At Campanile, chef Mark Peel devotes his Wednesday tasting menu to what’s just in season. Right now he’s stuffing his squash blossoms with morels before deep-frying them, and rolling white asparagus and seared scallops in grape leaves. He’s also particularly fond of nettles from Maggie’s Farm, in season for another month. Peel pairs them with sauteed fluke and fingerling potatoes he also purees them into a soup topped with chive creme fraiche. “I love the counter-chic of using something that’s a weed,” Peel says gleefully.

Sona chef David Myers has been experimenting with the English peas he finds at Chino Farms. Myers’ English pea soup may take a mountain of peas -- and some very patient people to shuck them -- but the result is a glorious paean to the season the color is astonishing, a deep vibrant green that almost glows. Myers starts with a stock made by simmering water with shallots and fresh thyme from Coleman Farms. He then purees the blanched peas with the stock, strains it and finishes it with fresh basil and a drizzle of mustard oil.

Myers’ English pea experimentation doesn’t end with soup: He’s making wasabi peas too. Look for them next to his signature lotus chips at Sona’s bar any day now -- just as soon as he’s perfected his recipe.

Joe Miller of Joe’s Restaurant in Venice is pairing Pink Lady apples from Pudwill Farms with crispy chicken, spring onions and smoked chicken jus.
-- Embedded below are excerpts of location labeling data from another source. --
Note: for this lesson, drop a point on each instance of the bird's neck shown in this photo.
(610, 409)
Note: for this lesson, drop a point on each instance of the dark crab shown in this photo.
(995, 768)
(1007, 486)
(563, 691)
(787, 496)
Wild arugula from Maggie’s Farms and white asparagus combine to form a salad that accompanies tea-smoked duck heirloom fingerling potatoes from Weiser Family Farms become thin chips that garnish a dish of Northern halibut over a morel and artichoke stew ramps get pickled before they’re paired with Scottish salmon.

At the Hungry Cat, almost every one of chef David Lentz’s dishes these days has something from the markets. Or a lot of things. His pan-roasted halibut comes perched atop garlicky white grits, morels, spring onions and a fragrant and brilliantly green gremolata. And Lentz’s marinated raw gray snapper with wild arugula, Fresno chiles, avocado, fresh mint and cilantro reads like a list of what’s just in at the market.

Good thing Lentz’s restaurant is a stone’s throw away from the Hollywood farmers market. “It’s a lot more work when you get most of your produce from the farmers markets, having to go and load your truck with enough produce for two to three days,” he says, “but the product is superior -- and we’re supporting the farmers.”

And at Literati II in Santa Monica, pastry chef Kimberly Sklar has pounced on the cherries that have just come into the markets. She roasts the Burlat cherries from Barbagelata Farms in a vanilla, brandy and sugar slurry, then she serves them with an almondy polenta cake. The flavors are a spectacular combination -- the faint hint of corn and the almond notes in the polenta play beautifully off the deep rich cherries. Roasting the cherries is a perfect way to finesse the season, as the fruit hasn’t reached its peak yet and the flavors still need a little coaxing.

“Cherries are the first to arrive of the stone fruit,” Sklar says, “which is just the beginning of so much more to come. This is my favorite time of year.”